Just in case I wasn't already at the edge of my emotional capacity and about to topple over the edge, one of my e-mails from the State Department tonight was on the recent conference that was held in Washington, D.C., the Historical Conference on the American Experience in Southeast Asia. Seemingly harmless, you'd think, right? As I listened to Hilary Clinton talk about the legacy of the war in Vietnam, and the tragedies that struck thousands on both sides, I was reminded again of the fragility of human life; the only resolution, to my mind, is empathy and consideration for one another--we are all going through the same cycles of joy and grief, love and heartbreak, gain and loss in our lives, and what is life if we cannot comfort each other and share our burdens when they grow to heavy?
Secretary Clinton was also announcing that the historians of the State Department had completed processing "an exhaustive record of United States policy regarding Southeast Asia from 1946 until 1975," meaning these records are now available for scholars, students, families, and parties interested in continuing the dialogue we must have with ourselves, with that era of our recent military and diplomatic past. "They have compiled more than 24,000 pages of official documents, many thousands of messages, memoranda, intelligence reports, military assessments, and transcripts of meetings and telephone conversations among key policymakers," she reported.
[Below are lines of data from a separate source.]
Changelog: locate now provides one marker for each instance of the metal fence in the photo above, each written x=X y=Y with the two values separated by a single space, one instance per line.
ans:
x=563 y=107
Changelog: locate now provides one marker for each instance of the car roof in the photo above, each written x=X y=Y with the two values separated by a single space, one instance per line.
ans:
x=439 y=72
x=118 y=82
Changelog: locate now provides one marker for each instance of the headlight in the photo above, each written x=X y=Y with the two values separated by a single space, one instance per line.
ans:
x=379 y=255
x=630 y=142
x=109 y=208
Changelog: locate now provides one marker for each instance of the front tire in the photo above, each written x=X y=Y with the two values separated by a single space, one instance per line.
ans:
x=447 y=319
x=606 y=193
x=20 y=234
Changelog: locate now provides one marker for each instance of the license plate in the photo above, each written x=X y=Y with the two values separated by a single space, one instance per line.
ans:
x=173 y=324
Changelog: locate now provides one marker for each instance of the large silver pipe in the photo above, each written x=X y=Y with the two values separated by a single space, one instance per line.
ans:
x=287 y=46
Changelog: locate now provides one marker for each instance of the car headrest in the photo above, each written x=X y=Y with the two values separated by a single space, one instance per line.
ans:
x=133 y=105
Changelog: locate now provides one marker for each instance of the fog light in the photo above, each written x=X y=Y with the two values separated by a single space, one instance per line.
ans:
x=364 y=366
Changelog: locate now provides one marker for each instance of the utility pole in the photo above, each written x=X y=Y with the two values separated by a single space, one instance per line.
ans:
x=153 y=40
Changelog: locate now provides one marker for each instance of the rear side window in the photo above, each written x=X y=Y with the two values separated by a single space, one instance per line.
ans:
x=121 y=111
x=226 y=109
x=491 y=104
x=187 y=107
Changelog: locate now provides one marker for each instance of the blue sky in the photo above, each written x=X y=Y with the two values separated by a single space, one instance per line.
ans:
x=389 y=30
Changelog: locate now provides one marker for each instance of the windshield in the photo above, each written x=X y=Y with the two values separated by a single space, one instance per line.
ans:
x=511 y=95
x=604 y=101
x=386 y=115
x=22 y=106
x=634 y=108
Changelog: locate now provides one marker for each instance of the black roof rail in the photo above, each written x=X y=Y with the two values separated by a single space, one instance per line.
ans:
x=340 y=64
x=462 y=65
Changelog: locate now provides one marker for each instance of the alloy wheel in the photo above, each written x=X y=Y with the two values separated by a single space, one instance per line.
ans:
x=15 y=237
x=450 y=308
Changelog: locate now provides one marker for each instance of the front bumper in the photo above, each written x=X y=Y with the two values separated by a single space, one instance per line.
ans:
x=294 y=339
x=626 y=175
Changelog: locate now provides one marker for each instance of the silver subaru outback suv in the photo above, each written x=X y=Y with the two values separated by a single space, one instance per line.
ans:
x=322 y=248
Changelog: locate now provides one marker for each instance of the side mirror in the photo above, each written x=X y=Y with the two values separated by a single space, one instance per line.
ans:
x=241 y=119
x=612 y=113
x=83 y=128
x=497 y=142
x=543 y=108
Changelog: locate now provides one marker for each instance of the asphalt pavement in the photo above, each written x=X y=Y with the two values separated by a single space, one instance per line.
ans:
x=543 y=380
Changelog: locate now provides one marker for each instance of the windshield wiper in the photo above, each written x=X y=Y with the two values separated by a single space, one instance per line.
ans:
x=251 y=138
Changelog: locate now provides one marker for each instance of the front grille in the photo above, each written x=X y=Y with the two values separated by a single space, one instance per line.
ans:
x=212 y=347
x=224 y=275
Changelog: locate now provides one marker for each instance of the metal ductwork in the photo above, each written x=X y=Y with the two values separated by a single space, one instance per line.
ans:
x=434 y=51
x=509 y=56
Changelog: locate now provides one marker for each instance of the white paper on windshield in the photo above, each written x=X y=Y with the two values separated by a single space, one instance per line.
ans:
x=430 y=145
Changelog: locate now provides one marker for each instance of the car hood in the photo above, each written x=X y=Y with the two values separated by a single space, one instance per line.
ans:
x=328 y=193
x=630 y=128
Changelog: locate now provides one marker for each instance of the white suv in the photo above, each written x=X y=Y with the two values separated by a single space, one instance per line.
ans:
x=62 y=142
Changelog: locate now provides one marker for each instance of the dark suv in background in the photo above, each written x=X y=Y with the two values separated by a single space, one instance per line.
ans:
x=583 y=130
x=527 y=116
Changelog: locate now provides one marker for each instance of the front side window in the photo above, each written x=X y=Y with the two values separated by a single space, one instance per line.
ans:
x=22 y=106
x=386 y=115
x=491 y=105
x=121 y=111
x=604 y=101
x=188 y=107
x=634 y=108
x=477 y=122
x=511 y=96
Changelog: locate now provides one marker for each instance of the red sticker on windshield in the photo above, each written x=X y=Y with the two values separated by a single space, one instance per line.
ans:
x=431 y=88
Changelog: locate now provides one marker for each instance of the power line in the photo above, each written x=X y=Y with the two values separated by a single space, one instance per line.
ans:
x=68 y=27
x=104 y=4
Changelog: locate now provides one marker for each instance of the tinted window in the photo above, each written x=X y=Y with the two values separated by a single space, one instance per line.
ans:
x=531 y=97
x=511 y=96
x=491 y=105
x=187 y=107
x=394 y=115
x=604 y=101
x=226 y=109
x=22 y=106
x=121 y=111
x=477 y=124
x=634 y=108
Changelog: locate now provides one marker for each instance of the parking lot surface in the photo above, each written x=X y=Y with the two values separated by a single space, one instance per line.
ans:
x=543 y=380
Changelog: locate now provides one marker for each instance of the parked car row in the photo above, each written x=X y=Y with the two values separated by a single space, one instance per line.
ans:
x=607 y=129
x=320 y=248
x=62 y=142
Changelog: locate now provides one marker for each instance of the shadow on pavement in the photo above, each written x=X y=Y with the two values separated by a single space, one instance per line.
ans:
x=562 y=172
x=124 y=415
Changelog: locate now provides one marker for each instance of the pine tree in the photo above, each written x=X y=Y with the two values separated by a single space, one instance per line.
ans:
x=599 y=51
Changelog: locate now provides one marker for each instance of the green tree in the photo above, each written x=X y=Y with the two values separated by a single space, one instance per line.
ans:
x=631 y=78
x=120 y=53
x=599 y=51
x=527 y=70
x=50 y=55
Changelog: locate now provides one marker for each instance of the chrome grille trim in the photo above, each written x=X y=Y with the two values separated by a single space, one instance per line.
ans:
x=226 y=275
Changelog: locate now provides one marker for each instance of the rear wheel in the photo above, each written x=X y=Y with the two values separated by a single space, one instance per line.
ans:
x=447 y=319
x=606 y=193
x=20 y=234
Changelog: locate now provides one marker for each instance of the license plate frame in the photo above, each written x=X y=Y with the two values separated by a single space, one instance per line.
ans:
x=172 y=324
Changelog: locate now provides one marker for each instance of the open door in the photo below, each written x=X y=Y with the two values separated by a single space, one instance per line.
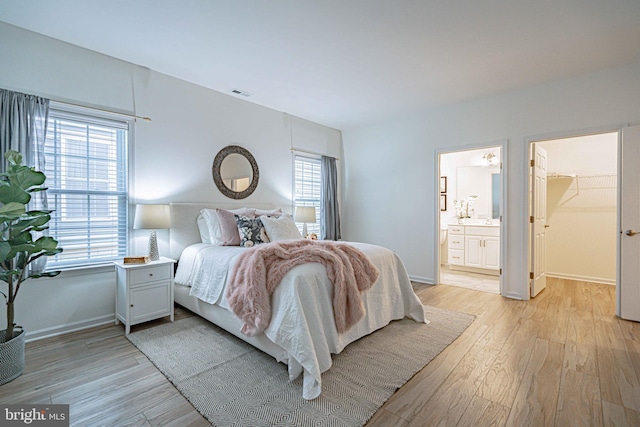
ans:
x=538 y=219
x=628 y=287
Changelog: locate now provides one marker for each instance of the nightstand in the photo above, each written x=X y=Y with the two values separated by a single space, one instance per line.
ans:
x=144 y=291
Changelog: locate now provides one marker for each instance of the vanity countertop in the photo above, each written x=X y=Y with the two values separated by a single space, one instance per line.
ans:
x=478 y=223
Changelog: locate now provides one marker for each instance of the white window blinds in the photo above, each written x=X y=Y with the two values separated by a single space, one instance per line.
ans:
x=307 y=188
x=86 y=169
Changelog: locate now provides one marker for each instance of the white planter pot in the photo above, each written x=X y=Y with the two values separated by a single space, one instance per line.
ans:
x=11 y=357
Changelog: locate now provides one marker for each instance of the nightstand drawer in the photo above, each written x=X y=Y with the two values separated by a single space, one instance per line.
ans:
x=456 y=256
x=149 y=274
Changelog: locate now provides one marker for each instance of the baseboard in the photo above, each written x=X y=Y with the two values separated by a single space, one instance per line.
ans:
x=69 y=327
x=582 y=278
x=422 y=280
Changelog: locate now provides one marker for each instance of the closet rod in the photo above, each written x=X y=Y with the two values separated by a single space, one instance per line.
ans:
x=300 y=150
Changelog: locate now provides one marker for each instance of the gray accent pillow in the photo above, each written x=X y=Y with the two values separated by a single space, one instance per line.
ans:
x=251 y=231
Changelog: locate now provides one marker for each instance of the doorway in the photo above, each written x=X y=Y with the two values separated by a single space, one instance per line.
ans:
x=574 y=210
x=470 y=217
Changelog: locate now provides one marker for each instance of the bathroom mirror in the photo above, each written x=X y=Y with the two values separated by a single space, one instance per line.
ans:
x=235 y=172
x=483 y=182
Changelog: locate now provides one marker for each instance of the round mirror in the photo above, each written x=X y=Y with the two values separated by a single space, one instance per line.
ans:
x=235 y=172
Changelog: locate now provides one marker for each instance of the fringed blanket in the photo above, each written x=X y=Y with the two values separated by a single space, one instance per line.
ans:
x=259 y=270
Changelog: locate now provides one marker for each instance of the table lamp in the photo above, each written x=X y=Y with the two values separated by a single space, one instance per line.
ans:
x=152 y=217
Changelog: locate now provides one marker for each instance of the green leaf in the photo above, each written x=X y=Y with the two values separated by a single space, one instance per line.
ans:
x=12 y=209
x=5 y=248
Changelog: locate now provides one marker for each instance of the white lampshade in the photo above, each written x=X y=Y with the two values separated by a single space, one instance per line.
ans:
x=152 y=217
x=306 y=214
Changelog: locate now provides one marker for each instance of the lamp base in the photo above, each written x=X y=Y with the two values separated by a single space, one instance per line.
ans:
x=153 y=247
Who knows what will be made of all these documents, but it is one more step in coming to terms with, as Ms. Clinton said, "the lessons of that era," for both Americans and Vietnamese.
I leave you with a bit more from her remarks at the conference; she is optimistic to say the least, idealistic to say the most, and I embrace her words for both of those characteristics:
I also hope that our commitment to a shared future, despite our shared history, can serve as an inspiration and even a model to others, because there are so many countries who are being held back because they cannot overcome their past, who refuse to search for common ground because the ground behind them is littered with the bodies and the blood of previous generations. In today’s world, it is more imperative than ever that we seek to end conflict and to look for ways that we can connect based on our common humanity. We will not agree on everything. We will have different political systems. But we have to look for a way to find that common ground and to work toward common aspirations that fulfill the potential for peace, progress, and prosperity.